Consider the matrix $$P = \left( {\begin{array}{*{20}{c}}2&{ - 3}\\{ - 3}&5\end{array}} \right)$$ and $$D = \left( {\begin{array}{*{20}{c}}1&0\\0&{\frac{1}{2}}\end{array}} \right)$$.
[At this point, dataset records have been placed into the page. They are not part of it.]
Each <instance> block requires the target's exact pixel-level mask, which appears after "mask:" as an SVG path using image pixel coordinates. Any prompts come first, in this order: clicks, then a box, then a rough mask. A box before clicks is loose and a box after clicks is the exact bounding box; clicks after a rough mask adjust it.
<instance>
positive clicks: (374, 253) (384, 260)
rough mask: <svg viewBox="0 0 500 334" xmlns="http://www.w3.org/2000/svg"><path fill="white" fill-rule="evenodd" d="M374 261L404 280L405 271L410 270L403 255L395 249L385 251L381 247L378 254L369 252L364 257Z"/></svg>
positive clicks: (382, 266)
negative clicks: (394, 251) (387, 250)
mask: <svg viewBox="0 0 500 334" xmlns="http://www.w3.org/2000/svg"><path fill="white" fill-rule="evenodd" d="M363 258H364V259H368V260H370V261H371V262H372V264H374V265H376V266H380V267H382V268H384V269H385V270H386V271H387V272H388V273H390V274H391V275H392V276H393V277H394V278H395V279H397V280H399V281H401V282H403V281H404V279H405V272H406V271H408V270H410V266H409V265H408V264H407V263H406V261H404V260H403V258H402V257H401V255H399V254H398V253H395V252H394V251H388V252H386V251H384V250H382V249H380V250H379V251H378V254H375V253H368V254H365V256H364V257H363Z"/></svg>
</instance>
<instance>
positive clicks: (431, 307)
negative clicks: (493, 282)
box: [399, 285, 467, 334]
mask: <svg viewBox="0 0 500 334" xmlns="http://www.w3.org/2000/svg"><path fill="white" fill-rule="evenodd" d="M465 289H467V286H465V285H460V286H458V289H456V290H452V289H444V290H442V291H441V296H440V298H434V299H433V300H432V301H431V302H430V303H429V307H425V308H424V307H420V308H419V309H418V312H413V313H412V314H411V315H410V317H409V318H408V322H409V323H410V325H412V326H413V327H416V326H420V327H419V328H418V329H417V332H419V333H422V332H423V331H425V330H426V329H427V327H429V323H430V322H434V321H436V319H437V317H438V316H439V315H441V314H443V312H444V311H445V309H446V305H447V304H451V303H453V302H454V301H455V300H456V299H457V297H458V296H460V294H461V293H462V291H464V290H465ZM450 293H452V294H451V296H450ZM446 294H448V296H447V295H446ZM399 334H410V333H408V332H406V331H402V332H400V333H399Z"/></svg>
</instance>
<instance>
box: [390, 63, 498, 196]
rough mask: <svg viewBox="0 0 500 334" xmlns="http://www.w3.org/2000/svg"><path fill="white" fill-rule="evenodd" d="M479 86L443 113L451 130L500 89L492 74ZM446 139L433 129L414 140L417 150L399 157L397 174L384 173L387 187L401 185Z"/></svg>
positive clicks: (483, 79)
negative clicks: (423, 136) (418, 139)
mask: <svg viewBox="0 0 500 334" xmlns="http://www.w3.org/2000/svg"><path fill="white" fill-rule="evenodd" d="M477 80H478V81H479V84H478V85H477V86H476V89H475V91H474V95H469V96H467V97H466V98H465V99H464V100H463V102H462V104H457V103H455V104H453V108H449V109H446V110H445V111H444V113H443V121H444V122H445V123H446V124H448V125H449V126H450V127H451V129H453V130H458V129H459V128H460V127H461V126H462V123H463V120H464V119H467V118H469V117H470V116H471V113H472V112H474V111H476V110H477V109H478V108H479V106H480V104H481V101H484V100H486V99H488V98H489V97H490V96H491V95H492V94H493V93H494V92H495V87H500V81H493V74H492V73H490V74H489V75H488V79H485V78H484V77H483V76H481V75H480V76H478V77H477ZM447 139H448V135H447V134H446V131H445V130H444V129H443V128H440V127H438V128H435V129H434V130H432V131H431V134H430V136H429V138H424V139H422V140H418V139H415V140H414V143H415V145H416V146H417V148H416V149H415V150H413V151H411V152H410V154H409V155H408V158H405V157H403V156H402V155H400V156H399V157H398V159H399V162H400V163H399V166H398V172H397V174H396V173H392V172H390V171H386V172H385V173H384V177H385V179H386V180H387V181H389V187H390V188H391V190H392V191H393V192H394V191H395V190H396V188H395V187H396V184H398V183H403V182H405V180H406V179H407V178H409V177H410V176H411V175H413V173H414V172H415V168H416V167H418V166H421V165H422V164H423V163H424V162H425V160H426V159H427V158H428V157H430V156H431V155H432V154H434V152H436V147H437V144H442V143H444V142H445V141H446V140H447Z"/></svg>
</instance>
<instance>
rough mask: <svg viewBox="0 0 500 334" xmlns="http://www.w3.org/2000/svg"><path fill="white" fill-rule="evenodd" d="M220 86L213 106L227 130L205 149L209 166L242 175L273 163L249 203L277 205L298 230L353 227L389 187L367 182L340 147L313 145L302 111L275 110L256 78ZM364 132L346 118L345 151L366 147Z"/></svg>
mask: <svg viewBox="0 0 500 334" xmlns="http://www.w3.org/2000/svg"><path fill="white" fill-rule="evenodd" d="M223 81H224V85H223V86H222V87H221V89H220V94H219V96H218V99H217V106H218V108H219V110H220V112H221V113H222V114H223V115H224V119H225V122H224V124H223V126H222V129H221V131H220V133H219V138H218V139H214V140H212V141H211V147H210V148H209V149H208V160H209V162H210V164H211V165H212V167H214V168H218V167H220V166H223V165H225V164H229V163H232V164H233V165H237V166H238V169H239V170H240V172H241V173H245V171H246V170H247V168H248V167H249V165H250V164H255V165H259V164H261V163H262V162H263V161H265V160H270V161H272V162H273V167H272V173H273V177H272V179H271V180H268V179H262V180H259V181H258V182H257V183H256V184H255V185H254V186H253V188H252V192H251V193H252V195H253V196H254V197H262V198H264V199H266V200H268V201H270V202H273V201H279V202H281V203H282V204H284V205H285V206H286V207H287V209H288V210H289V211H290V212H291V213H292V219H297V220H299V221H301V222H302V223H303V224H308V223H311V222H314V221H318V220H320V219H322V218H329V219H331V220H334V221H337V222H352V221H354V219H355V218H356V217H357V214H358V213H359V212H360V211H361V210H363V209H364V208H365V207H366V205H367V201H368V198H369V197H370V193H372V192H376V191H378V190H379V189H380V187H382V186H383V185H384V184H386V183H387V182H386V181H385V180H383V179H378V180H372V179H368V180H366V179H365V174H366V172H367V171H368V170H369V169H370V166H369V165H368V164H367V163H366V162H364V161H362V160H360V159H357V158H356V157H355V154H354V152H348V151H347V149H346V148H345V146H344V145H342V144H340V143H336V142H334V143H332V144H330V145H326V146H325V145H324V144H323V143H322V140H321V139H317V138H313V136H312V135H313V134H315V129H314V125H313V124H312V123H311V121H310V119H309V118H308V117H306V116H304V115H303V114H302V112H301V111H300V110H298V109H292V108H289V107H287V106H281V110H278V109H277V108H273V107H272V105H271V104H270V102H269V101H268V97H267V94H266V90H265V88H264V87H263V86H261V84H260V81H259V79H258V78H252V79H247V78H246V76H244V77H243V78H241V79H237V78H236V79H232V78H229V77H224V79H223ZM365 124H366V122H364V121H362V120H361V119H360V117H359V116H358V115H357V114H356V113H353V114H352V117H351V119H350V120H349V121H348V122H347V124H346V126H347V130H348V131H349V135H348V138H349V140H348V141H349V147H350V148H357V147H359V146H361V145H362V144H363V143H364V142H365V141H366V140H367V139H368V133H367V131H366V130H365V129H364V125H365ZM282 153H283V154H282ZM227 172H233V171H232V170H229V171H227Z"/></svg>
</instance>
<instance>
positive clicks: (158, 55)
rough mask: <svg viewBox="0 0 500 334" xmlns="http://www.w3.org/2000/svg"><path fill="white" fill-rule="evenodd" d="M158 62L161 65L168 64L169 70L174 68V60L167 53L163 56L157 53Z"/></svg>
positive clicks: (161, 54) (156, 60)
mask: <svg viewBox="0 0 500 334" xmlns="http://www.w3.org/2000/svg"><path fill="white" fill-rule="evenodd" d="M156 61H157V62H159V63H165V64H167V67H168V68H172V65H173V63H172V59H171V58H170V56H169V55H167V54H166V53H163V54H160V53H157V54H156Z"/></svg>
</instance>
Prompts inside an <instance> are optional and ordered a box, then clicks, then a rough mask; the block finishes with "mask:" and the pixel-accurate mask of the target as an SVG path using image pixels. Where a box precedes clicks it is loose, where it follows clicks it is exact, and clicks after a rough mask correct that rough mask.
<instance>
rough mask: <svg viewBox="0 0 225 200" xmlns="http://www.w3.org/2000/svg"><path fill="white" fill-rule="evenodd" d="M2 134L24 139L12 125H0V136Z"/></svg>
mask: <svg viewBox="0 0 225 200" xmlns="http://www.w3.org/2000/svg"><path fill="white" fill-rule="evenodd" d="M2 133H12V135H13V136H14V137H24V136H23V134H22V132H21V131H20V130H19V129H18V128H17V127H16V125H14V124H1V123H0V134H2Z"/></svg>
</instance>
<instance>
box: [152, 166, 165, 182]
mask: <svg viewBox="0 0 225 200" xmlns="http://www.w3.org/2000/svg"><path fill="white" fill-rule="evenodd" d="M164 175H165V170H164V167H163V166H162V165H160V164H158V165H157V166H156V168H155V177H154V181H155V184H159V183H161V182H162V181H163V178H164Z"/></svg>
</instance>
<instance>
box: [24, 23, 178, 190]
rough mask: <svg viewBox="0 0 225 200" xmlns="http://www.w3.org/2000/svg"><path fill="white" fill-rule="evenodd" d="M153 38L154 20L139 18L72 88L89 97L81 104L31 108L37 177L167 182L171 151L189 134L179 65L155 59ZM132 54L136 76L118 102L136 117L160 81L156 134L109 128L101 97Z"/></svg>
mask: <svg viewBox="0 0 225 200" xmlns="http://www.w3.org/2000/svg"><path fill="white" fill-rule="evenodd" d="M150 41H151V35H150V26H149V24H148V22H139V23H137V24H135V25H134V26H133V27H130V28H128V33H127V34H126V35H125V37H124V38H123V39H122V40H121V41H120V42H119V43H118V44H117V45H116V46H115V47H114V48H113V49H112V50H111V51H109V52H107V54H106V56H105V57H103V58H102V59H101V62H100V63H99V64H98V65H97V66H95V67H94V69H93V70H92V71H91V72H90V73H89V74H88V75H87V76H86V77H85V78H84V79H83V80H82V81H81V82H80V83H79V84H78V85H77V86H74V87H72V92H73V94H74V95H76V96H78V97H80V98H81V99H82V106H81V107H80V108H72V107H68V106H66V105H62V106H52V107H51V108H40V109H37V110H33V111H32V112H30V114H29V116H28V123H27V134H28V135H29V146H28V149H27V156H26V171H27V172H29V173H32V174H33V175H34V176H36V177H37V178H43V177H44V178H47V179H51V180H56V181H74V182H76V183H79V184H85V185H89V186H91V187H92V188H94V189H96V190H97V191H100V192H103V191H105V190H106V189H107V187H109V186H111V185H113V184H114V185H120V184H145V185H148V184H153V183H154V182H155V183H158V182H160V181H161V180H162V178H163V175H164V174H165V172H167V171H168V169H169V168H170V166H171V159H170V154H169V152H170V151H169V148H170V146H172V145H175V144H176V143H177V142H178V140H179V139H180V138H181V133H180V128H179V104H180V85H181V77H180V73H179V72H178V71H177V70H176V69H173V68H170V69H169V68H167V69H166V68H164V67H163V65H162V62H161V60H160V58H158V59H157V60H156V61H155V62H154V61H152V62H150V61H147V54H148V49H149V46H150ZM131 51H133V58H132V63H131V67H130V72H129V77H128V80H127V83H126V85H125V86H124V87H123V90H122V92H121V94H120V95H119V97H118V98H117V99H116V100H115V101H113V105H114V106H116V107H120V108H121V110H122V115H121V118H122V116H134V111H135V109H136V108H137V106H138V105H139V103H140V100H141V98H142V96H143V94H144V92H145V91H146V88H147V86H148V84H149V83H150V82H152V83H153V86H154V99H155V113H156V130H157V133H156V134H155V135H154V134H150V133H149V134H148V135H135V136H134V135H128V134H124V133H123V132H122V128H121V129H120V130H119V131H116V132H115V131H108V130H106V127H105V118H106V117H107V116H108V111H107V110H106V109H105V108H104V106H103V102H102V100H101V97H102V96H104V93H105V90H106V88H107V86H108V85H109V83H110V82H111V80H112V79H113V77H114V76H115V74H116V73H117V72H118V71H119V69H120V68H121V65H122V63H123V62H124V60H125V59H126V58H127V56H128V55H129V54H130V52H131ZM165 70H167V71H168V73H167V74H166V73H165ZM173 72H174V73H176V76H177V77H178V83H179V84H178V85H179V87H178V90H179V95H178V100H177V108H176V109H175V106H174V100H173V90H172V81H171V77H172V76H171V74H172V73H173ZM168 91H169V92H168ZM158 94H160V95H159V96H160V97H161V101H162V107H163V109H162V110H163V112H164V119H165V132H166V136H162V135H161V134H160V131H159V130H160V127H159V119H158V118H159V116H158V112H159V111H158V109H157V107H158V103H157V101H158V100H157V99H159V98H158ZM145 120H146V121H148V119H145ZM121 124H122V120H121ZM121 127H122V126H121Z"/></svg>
As it is given that $$A = PD{P^{ - 1}}$$ than by using the formula for $${n^{th}}$$ power we get:

${A^n} = P{D^n}{P^{ - 1}}$.

Compute $${P^{ - 1}}$$.

$\begin{array}{P^{ - 1}} = \frac{1}{{2 \times 5 - \left( { - 3} \right) \times \left( { - 3} \right)}}\left( {\begin{array}{*{20}{c}}5&3\\3&2\end{array}} \right)\\ = \frac{1}{{10 - 9}}\left( {\begin{array}{*{20}{c}}5&3\\3&2\end{array}} \right)\\ = \frac{1}{1}\left( {\begin{array}{*{20}{c}}5&3\\3&2\end{array}} \right)\\ = \left( {\begin{array}{*{20}{c}}5&3\\3&2\end{array}} \right)\end{array}$

## Step 3: Find $${A^{\bf{4}}}$$

$\begin{array}{A^4} = P{D^4}{P^{ - 1}}\\ = \left( {\begin{array}{*{20}{c}}2&{ - 3}\\{ - 3}&5\end{array}} \right){\left( {\begin{array}{*{20}{c}}1&0\\0&{\frac{1}{2}}\end{array}} \right)^4}\left( {\begin{array}{*{20}{c}}5&3\\3&2\end{array}} \right)\\ = \left( {\begin{array}{*{20}{c}}2&{ - 3}\\{ - 3}&5\end{array}} \right)\left( {\begin{array}{*{20}{c}}{{{\left( 1 \right)}^4}}&0\\0&{{{\left( {\frac{1}{2}} \right)}^4}}\end{array}} \right)\left( {\begin{array}{*{20}{c}}5&3\\3&2\end{array}} \right)\\ = \left( {\begin{array}{*{20}{c}}2&{ - 3}\\{ - 3}&5\end{array}} \right)\left( {\begin{array}{*{20}{c}}1&0\\0&{\frac{1}{{16}}}\end{array}} \right)\left( {\begin{array}{*{20}{c}}5&3\\3&2\end{array}} \right)\\ = \left( {\begin{array}{*{20}{c}}{2 + 0}&{0 - \frac{3}{{16}}}\\{ - 3 + 0}&{0 + \frac{5}{{16}}}\end{array}} \right)\left( {\begin{array}{*{20}{c}}5&3\\3&2\end{array}} \right)\\ = \left( {\begin{array}{*{20}{c}}2&{ - \frac{3}{{16}}}\\{ - 3}&{\frac{5}{{16}}}\end{array}} \right)\left( {\begin{array}{*{20}{c}}5&3\\3&2\end{array}} \right)\end{array}$

Further,

$\begin{array}{c}{A^4} = \left( {\begin{array}{*{20}{c}}2&{ - \frac{3}{{16}}}\\{ - 3}&{\frac{5}{{16}}}\end{array}} \right)\left( {\begin{array}{*{20}{c}}5&3\\3&2\end{array}} \right)\\ = \left( {\begin{array}{*{20}{c}}{10 - \frac{9}{{16}}}&{6 - \frac{6}{{16}}}\\{ - 15 + \frac{{15}}{{16}}}&{ - 9 + \frac{{10}}{{16}}}\end{array}} \right)\\ = \frac{1}{{16}}\left( {\begin{array}{*{20}{c}}{151}&{90}\\{ - 225}&{ - 134}\end{array}} \right)\end{array}$

Thus, $${A^4} = \frac{1}{{16}}\left( {\begin{array}{*{20}{c}}{151}&{90}\\{ - 225}&{ - 134}\end{array}} \right)$$.